Duke sophomore outside hitter Rachel Richardson, who is Black, released a statement Sunday saying she and her Black teammates were “targeted and racially heckled throughout the entirety of the match.”
Richardson said the slurs and comments “grew into threats which caused us to feel unsafe.”
During a phone interview Sunday, Marvin Richardson, Rachel’s father, said she called him as soon as she was on the bus after Duke’s competition ended Friday night. The two spoke for several hours, until past 2 a.m. Eastern time.
“We were up well into the night here,” Marvin Richardson said. “Just trying to make sure that we were able to support her and listen to her and be there for her.”
He said his daughter’s emotional distress was clear over the phone, as soon as their conversation began.
“She was crying and afraid and I wasn’t there to be able to make her feel safe,” the elder Richardson said. He said he’d been in touch with administrators both at Duke and BYU.
Richardson has two other daughters who played college volleyball. While traveling the country for years to follow his children’s competitions, he said he and his family had never experienced anything like what Rachel endured on Friday.
“No one else should have to deal with this,” he said. “So we have to do everything that we can, and take every opportunity, to call these kinds of situations out for what they are. That is wrong, they are hateful, and they are wrong, and they have no place in college athletics, or in any other place in our society.”
On Saturday, Duke announced its match with Rider, originally scheduled to be at Smith Fieldhouse on Saturday, would be moved to another gym in Provo. The game was played at a local high school, with only staff and family members allowed to attend.

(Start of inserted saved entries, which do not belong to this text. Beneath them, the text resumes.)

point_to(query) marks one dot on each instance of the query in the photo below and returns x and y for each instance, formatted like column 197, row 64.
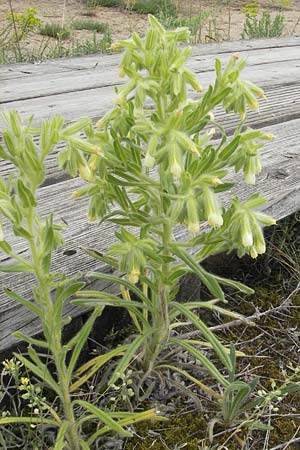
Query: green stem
column 160, row 319
column 55, row 344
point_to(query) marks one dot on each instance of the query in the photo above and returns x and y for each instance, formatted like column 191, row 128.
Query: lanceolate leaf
column 132, row 287
column 216, row 344
column 23, row 301
column 208, row 279
column 128, row 419
column 81, row 339
column 127, row 358
column 210, row 367
column 104, row 417
column 40, row 370
column 87, row 370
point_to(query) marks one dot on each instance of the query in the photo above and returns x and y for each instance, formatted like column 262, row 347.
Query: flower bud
column 246, row 232
column 175, row 161
column 192, row 214
column 134, row 275
column 212, row 209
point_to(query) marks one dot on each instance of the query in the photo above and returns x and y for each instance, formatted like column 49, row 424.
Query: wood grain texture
column 79, row 87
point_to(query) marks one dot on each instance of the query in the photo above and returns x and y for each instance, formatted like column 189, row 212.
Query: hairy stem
column 55, row 344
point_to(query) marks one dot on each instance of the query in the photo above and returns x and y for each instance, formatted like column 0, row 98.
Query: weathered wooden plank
column 11, row 71
column 93, row 77
column 95, row 102
column 279, row 183
column 277, row 108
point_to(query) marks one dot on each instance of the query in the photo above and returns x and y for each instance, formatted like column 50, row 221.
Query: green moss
column 182, row 428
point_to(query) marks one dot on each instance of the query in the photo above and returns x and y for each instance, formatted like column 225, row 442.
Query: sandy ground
column 123, row 23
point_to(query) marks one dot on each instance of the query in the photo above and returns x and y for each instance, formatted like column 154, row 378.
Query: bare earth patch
column 122, row 23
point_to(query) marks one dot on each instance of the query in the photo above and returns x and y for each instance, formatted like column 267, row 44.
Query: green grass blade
column 87, row 370
column 217, row 346
column 208, row 279
column 121, row 281
column 104, row 417
column 81, row 339
column 210, row 367
column 127, row 358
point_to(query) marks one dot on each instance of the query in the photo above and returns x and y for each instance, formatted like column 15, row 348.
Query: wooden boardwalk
column 84, row 86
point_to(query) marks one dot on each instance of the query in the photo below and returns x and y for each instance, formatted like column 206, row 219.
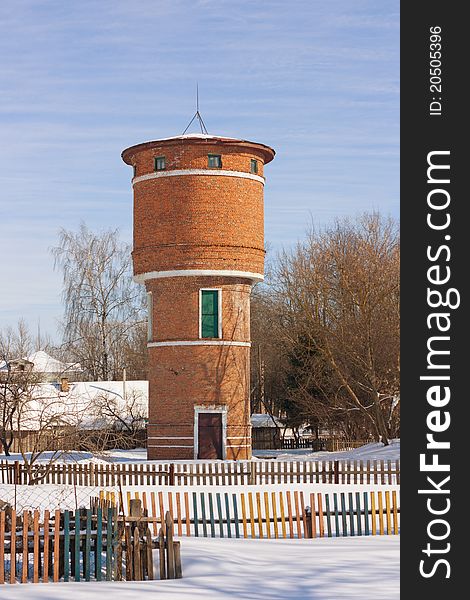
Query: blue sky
column 80, row 81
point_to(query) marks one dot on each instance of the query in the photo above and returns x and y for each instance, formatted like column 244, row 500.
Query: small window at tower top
column 160, row 163
column 214, row 161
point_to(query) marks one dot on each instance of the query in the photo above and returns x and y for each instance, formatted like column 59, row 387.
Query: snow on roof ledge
column 262, row 420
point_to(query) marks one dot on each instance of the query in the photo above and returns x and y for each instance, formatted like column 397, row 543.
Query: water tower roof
column 198, row 138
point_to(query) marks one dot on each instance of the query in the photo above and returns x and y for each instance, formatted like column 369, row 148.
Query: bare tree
column 15, row 378
column 103, row 306
column 340, row 295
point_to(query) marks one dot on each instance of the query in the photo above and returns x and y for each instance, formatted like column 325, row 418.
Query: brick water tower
column 198, row 248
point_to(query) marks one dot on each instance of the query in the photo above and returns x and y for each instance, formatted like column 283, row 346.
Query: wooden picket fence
column 91, row 544
column 206, row 473
column 278, row 514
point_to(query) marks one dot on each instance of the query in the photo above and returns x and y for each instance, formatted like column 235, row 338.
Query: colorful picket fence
column 277, row 514
column 206, row 473
column 85, row 545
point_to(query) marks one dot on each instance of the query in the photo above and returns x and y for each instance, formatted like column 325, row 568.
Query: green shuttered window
column 209, row 313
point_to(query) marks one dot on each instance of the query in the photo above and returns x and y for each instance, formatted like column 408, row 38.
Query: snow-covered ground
column 373, row 451
column 323, row 569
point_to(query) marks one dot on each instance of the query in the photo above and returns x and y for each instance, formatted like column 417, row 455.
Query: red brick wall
column 198, row 222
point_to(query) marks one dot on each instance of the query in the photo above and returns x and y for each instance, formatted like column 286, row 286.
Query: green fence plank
column 109, row 544
column 366, row 514
column 77, row 545
column 235, row 515
column 351, row 513
column 335, row 499
column 66, row 545
column 219, row 512
column 196, row 523
column 211, row 515
column 227, row 510
column 328, row 514
column 358, row 513
column 99, row 543
column 87, row 557
column 203, row 515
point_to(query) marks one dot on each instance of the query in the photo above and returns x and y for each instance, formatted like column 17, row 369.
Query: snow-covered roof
column 203, row 136
column 262, row 420
column 44, row 363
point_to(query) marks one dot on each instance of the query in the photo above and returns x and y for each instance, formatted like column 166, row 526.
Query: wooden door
column 209, row 435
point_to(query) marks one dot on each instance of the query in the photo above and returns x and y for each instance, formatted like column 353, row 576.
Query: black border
column 420, row 134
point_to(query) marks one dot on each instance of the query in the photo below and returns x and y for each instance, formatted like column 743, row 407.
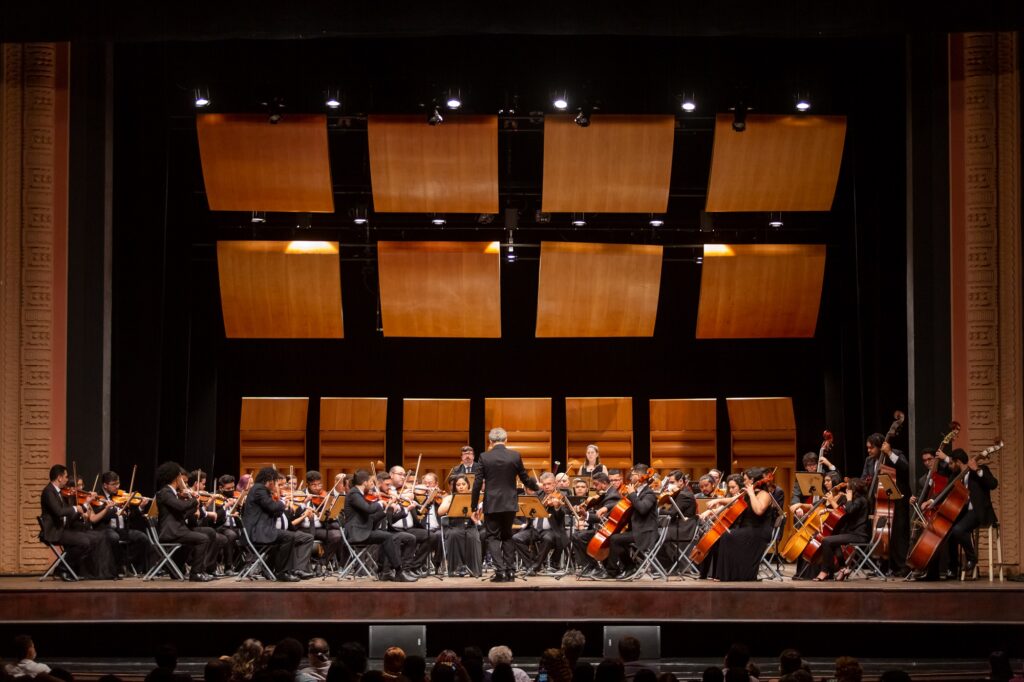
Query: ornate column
column 986, row 292
column 33, row 290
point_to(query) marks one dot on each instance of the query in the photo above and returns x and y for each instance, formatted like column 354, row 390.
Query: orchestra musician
column 880, row 453
column 290, row 556
column 546, row 534
column 499, row 468
column 89, row 552
column 643, row 524
column 175, row 504
column 363, row 517
column 978, row 512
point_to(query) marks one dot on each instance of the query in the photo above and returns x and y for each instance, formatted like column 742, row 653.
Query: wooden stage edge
column 25, row 599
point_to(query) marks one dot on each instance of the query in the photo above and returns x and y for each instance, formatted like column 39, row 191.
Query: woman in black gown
column 739, row 551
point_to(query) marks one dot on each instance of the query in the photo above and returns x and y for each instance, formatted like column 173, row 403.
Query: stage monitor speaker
column 411, row 639
column 649, row 636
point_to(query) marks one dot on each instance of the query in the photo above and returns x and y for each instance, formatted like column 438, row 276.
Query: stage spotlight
column 739, row 118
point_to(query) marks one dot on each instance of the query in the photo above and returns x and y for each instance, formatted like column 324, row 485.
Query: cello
column 599, row 545
column 947, row 506
column 725, row 520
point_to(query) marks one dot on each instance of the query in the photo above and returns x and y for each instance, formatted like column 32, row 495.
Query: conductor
column 499, row 467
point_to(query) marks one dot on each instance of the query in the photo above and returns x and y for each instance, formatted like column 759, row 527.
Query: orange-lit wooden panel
column 437, row 429
column 440, row 289
column 764, row 434
column 606, row 422
column 252, row 165
column 683, row 435
column 528, row 424
column 598, row 290
column 353, row 433
column 281, row 290
column 272, row 432
column 619, row 164
column 779, row 163
column 760, row 291
column 419, row 168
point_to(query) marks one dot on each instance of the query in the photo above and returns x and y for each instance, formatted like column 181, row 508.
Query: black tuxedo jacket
column 499, row 467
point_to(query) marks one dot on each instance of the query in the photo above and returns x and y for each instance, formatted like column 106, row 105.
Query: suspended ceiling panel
column 281, row 290
column 419, row 168
column 252, row 165
column 619, row 164
column 440, row 289
column 779, row 163
column 760, row 291
column 598, row 290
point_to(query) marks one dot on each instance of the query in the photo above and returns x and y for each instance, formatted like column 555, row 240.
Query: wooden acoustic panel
column 779, row 163
column 598, row 290
column 619, row 164
column 605, row 422
column 760, row 291
column 527, row 422
column 272, row 432
column 268, row 293
column 436, row 429
column 440, row 289
column 683, row 435
column 353, row 433
column 252, row 165
column 419, row 168
column 764, row 434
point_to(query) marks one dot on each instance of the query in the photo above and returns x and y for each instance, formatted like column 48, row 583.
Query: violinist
column 89, row 552
column 595, row 510
column 111, row 516
column 291, row 552
column 880, row 454
column 643, row 524
column 853, row 527
column 546, row 534
column 739, row 550
column 361, row 518
column 463, row 536
column 176, row 503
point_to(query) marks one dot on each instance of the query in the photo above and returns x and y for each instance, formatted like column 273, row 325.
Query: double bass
column 947, row 506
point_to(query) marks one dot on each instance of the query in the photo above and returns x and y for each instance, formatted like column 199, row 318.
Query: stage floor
column 26, row 599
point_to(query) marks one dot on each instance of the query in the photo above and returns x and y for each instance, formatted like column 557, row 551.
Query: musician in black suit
column 361, row 520
column 643, row 524
column 90, row 553
column 880, row 454
column 259, row 516
column 547, row 534
column 500, row 467
column 607, row 498
column 978, row 511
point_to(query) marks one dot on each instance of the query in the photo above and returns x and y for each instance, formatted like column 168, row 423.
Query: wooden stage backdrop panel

“First and foremost, our priority is the well-being of Duke student-athletes,” Duke athletics director Nina King said in a statement. “They should always have the opportunity to compete in an inclusive, anti-racist environment which promotes equality and fair play. Following extremely unfortunate circumstances at Friday night’s match at BYU, we are compelled to shift today’s match against Rider to a different location to afford both teams the safest atmosphere for competition.”
Richardson, in her statement, said BYU coaches were alerted to the situation during the game.
“We wholeheartedly apologize to Duke University and especially its student-athletes competing last night for what they experienced,” BYU’s statement said. “We want BYU athletic events to provide a safe environment for all and there is no place for behaviors like this in our venues.”
King said more than one Duke player felt the effects of the incident, thus Duke’s insistence on relocating Saturday’s match.
“We are appreciative of the support from BYU’s athletic administration as we navigate this troubling situation,” King said. “I have been in touch with the student-athletes who have been deeply impacted, will continue to support them in every way possible and look forward to connecting further upon their return from Provo.”
Duke defeated Rider, 3-1, on Saturday night. Richardson started, recording five kills and leading the team with three service aces.
Prior to BYU’s volleyball match with Washington State later Saturday night at Smith Fieldhouse, BYU athletics director Tom Holmoe addressed the incident, which he said involved “some egregious and hurtful slurs,” in a speech to the crowd.
“I want you to know that this morning, I visited with the young athlete on Duke’s team and her coach,” Holmoe said. “If you would have met her, you would have loved her. But you don’t know her, so you don’t feel that way. As children of God, we are responsible. It’s our mission to love one another and treat everyone with respect. That didn’t happen. We fell very short. We didn’t live up to our best.”
On Sunday, Duke president Vince Price released a statement condemning the events and promising support for the team in the coming days.
“I am outraged by the racist slurs and taunts directed at members of our volleyball team at BYU this weekend,” Price said. “Duke is fully committed to providing a safe, inclusive environment for competition, and we will not tolerate any racism or harassment of our student-athletes, coaches, staff, or fans.”
Saturday night, Utah Gov. Spencer Cox issued a statement on Twitter denouncing the fan who used the racial slur and the way the situation was handled.
“I’m disgusted that this behavior is happening and deeply saddened if others didn’t step up to stop it,” Cox said.